Another way that researchers could end up as part of the EIC vision is through business secondments. Luke Georghiou, vice-president for research and innovation at the University of Manchester, and an adviser to a recent EU report on public innovation spending, has argued that many companies are stuck using “off-the-shelf technologies” because they are locked out of new knowledge.
“So, what you might do is have a scheme that subsidises a doctoral researcher to go and work on a company problem. You create a job for them, but you also give that company the capability not only of what that person is doing for them, but all the networks that they bring with them,” he suggested to , the EU’s research and innovation magazine.
Mr Smits has suggested that the EIC could model itself on Israel, which has gained a reputation as a high-tech start-up hub. There, about $500 million (?384 million) annually is invested by the Israel Innovation Authority, which helps support “risky” new businesses that the private sector might not otherwise touch, explained Nili Shalev, who leads the Israel-Europe Research and Development Directorate.
The good news for academics is that universities are seen as a key part of the innovation system that Israel has fostered, she said. The authority funds joint projects between researchers and companies to develop new products; at least some academics help decide which companies get funding; and a sizeable chunk of the country’s start-ups are founded by graduates of the Technion Israel Institute of Technology.
“There are many successful researchers who become entrepreneurs,” Ms Shalev said. Mobileye, a maker of technology useful for self-driving cars, was co-founded by a professor of computer science at the Hebrew University of Jerusalem.
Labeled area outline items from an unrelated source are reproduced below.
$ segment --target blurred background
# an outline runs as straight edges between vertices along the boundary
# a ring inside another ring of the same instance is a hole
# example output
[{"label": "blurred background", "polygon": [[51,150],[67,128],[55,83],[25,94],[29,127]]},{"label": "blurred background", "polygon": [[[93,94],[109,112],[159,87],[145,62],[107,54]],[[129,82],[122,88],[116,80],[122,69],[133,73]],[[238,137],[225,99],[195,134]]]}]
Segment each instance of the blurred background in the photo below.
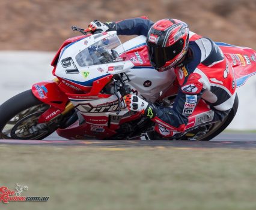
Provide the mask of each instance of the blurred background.
[{"label": "blurred background", "polygon": [[[174,18],[213,41],[256,49],[255,11],[256,0],[1,0],[0,104],[33,83],[52,78],[54,52],[64,39],[81,35],[71,30],[72,25],[86,28],[94,20],[119,21],[142,16],[153,22]],[[256,118],[254,108],[245,106],[256,96],[256,77],[240,90],[236,119],[243,127],[233,128],[256,129],[248,117]]]},{"label": "blurred background", "polygon": [[214,41],[256,48],[255,0],[1,0],[0,48],[55,51],[94,20],[181,19]]}]

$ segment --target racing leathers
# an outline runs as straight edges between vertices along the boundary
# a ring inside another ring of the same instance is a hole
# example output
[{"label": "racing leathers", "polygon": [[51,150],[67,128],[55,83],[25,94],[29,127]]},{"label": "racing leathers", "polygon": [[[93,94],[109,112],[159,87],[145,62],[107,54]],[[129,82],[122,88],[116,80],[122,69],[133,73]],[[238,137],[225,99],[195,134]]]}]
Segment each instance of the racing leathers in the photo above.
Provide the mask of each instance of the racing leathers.
[{"label": "racing leathers", "polygon": [[[105,24],[117,35],[147,36],[154,23],[142,17]],[[213,111],[211,121],[227,116],[236,98],[236,81],[231,64],[213,41],[190,32],[185,59],[174,69],[179,89],[172,107],[148,103],[143,112],[156,123],[158,133],[170,137],[183,132],[200,99]]]}]

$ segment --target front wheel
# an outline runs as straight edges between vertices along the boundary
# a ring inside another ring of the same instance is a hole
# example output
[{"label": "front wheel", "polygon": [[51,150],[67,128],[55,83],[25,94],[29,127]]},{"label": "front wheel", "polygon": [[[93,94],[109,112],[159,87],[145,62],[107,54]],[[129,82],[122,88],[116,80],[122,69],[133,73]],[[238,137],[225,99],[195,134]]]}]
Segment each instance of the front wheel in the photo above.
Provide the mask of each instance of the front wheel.
[{"label": "front wheel", "polygon": [[50,126],[38,124],[40,115],[49,105],[42,103],[31,90],[22,92],[0,106],[1,139],[38,139],[47,137],[58,127],[57,122]]}]

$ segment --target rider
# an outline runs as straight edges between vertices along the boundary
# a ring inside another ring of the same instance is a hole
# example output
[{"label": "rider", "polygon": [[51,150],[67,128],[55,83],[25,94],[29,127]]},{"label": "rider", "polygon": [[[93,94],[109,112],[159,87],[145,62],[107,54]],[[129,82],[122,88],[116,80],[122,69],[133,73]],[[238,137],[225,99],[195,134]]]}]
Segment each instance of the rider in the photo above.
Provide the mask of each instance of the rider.
[{"label": "rider", "polygon": [[162,136],[184,131],[201,99],[214,111],[212,121],[222,121],[228,114],[236,98],[232,66],[213,41],[189,32],[186,23],[169,19],[154,23],[141,17],[105,23],[94,20],[89,27],[93,32],[117,31],[117,35],[147,36],[152,66],[160,72],[174,71],[179,90],[172,108],[135,95],[124,98],[128,108],[156,122],[155,130]]}]

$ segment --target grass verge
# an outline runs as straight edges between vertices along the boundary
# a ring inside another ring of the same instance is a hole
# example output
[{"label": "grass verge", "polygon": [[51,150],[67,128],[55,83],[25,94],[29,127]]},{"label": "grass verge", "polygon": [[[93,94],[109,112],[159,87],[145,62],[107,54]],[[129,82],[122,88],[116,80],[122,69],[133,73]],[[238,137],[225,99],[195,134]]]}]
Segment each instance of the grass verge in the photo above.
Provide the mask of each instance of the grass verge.
[{"label": "grass verge", "polygon": [[255,150],[0,145],[1,209],[255,209]]}]

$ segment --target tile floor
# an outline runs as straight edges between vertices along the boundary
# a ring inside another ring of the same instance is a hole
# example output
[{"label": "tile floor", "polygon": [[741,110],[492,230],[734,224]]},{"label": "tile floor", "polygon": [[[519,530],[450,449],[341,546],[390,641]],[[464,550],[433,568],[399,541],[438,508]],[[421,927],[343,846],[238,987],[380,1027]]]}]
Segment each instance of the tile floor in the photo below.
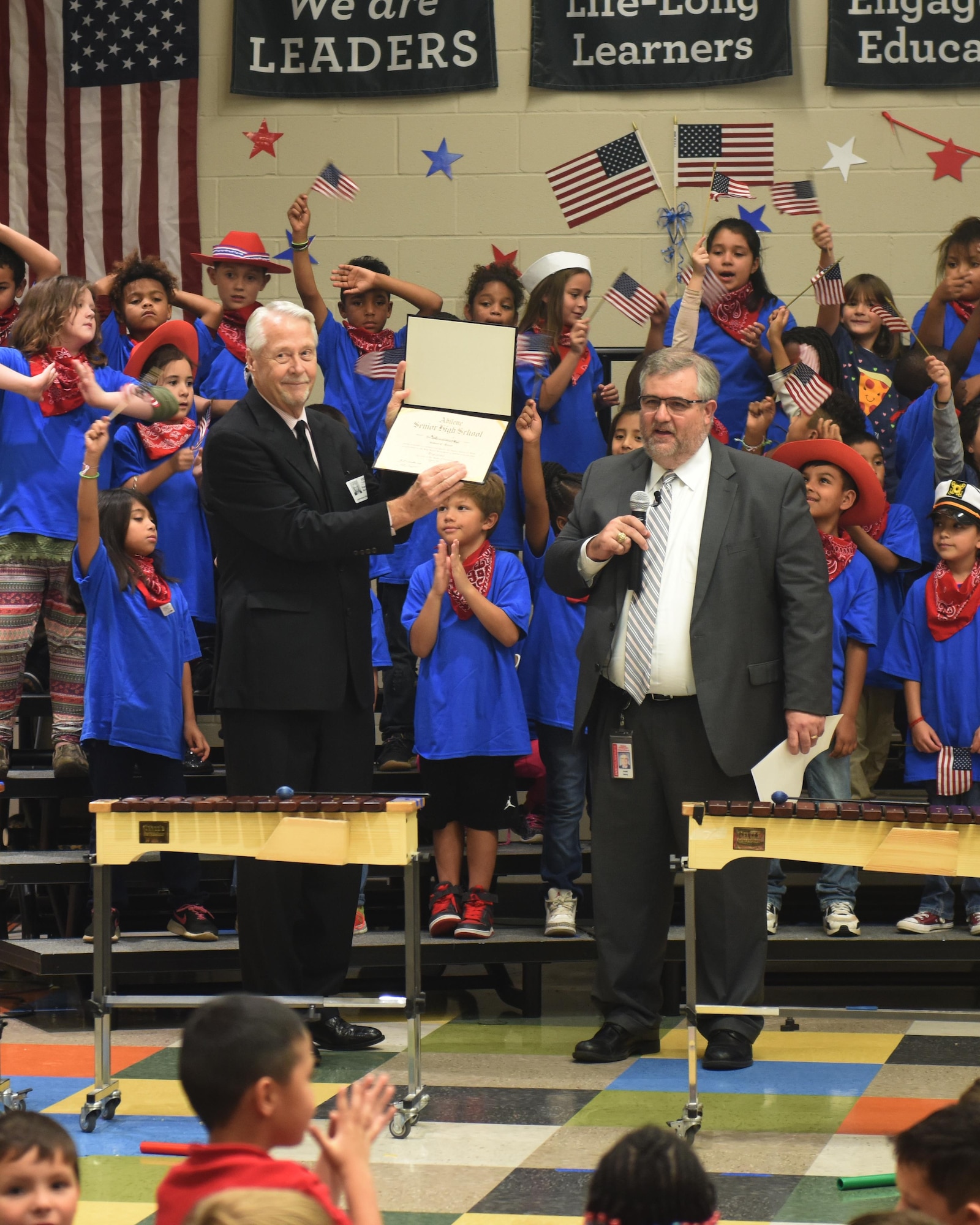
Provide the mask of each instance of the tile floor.
[{"label": "tile floor", "polygon": [[[432,1000],[424,1069],[431,1104],[405,1140],[385,1133],[375,1175],[386,1225],[573,1225],[589,1174],[628,1128],[664,1123],[685,1096],[684,1034],[626,1063],[578,1066],[570,1052],[594,1030],[584,981],[552,968],[545,1017],[526,1020],[490,992]],[[461,1003],[462,1008],[461,1012]],[[365,1018],[366,1019],[366,1018]],[[70,1024],[70,1023],[69,1023]],[[845,1174],[889,1171],[888,1136],[951,1101],[980,1066],[980,1024],[873,1017],[767,1025],[751,1069],[704,1074],[706,1126],[696,1142],[726,1221],[837,1225],[894,1203],[891,1191],[839,1192]],[[92,1134],[77,1109],[92,1072],[91,1038],[43,1017],[12,1019],[0,1047],[31,1107],[58,1116],[82,1155],[80,1225],[138,1225],[172,1164],[140,1155],[143,1139],[191,1142],[203,1129],[176,1079],[179,1031],[127,1029],[113,1062],[123,1104]],[[318,1114],[337,1089],[375,1068],[404,1083],[404,1027],[382,1047],[326,1056]],[[305,1159],[305,1148],[293,1155]]]}]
It was bought for more than $15 billion by Intel earlier this year.
Yet this shift towards high-tech innovation has subtly changed Israeli values, Ms Shalev thinks. “You don’t need to be a Nobel prizewinner…being a successful entrepreneur is the pinnacle of success in Israel,” she said.
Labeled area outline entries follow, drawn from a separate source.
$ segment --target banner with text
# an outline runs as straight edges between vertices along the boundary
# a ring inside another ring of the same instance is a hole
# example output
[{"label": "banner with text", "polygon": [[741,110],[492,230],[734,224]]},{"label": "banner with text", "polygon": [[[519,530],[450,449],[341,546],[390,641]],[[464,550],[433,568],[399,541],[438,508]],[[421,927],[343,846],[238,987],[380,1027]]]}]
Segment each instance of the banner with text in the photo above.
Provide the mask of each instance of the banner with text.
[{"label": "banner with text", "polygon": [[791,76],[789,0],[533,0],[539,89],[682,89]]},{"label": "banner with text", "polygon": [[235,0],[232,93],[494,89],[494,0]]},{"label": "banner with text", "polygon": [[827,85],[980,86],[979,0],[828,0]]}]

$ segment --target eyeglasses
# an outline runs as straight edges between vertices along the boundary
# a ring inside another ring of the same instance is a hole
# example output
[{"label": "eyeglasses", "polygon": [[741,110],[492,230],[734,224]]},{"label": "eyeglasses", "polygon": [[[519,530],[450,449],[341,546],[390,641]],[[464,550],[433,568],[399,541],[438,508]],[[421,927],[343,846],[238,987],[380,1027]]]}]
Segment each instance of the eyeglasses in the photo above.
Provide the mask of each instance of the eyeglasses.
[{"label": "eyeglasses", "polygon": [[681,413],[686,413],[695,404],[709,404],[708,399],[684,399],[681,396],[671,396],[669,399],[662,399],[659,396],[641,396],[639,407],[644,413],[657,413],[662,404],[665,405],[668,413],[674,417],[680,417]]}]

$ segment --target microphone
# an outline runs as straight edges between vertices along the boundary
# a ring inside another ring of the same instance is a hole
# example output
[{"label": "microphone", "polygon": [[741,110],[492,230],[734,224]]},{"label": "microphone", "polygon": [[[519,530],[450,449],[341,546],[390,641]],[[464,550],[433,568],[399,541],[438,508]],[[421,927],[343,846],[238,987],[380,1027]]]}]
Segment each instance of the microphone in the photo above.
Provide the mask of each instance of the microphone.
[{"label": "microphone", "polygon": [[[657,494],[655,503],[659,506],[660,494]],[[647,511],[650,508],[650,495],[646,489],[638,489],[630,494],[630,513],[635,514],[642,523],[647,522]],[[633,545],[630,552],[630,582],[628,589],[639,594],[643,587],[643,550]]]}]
But for Europe to replicate Israel’s success, it will have to overcome several challenges. Israel’s companies, research centres and funders have such excellent links precisely because it is such a small country, said Ms Shalev. Meanwhile, Europe, despite decades of economic integration, is still a far more heterogeneous market than the US, making it difficult for companies to scale up continent wide, said Professor Palmowski.
And Israel started its push towards a high-tech, start-up friendly country all the way back in the early 1990s, Ms Shalev added – suggesting that Europe, at least as a whole, may have a long way to go.